During the interim, President Bush had denounced North Korea as part of a new "axis of evil," along with Iran and Iraq. As Deputy Russian Foreign Minister, Georgi Mamedov noted, "We think that such statements may aggravate the situation and don't facilitate constructive solution of the nonproliferation issues."

Bush also introduced a new nuclear policy with severe implications for North Korea. As part of the Nuclear Posture Review, the Pentagon expanded the nuclear hit list to include a wide range of potential adversaries, such as North Korea, Iraq, Libya, and Syria, whether or not those nations possess nuclear weapons. The circumstances under which the use of nuclear weapons might be considered has also expanded beyond situations threatening the national survival of the United States to include retaliation for a North Korean attack on South Korea, or simply as a response to "surprising military developments." The new Bush doctrine also sanctions the first use of nuclear weapons to "dissuade adversaries from undertaking military programs or operations that could threaten U.S. interests or those of allies and friends."

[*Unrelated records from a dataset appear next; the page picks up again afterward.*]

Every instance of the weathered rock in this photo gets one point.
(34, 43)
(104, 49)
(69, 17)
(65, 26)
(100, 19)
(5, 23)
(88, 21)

Up to this point, the Bush administration has shown little interest in engaging North Korea. Given North Korea's dire economic situation, the timing of the confession appears geared towards jump starting negotiations. Desperate for economic assistance and normalized relations, this is their only bargaining chip with the U.S.

"The U.S. is calling on North Korea to comply with all of its commitments under the Nonproliferation Treaty and to eliminate its nuclear weapons program in a verifiable manner," an American official said. However, one has to question whether the U.S. is meeting its own obligations under the Nonproliferation Treaty. The Bush administration's decision to find new missions for nuclear weapons and develop "mini-nukes" violates the pledge made by nuclear-armed signatories of the treaty to take rapid steps to eliminate their nuclear arsenals in exchange for a pledge by non-nuclear nations to forswear the nuclear option.

The Bush administration should continue to work towards a verifiable multilateral agreement with North Korea to end their production of nuclear weapons and their production and export of ballistic missiles. Hostile words and disengagement have been the guiding principles of U.S. policy towards Pyongyang for the past two years, with little to show for it but the seeds of a new nuclear weapons program in North Korea and serious divisions between the United States and its key regional allies, Japan and South Korea.

Hopefully the Bush administration is serious about its willingness to give diplomacy a chance this time around. The principles behind the 1994 agreed framework agreement - political recognition and economic assistance to Pyongyang in exchange for verifiable steps to dismantle and terminate its nuclear weapons and ballistic missile programs - would be a good place to start. It's too bad the administration didn't think of this eighteen months ago, when Secretary of State Powell first suggested it.

Michelle Ciarrocca is a Senior Research Associate at the World Policy Institute in New York City. She is also co-author of "Axis of Influence: Behind the Bush Administration's Missile Defense Revival."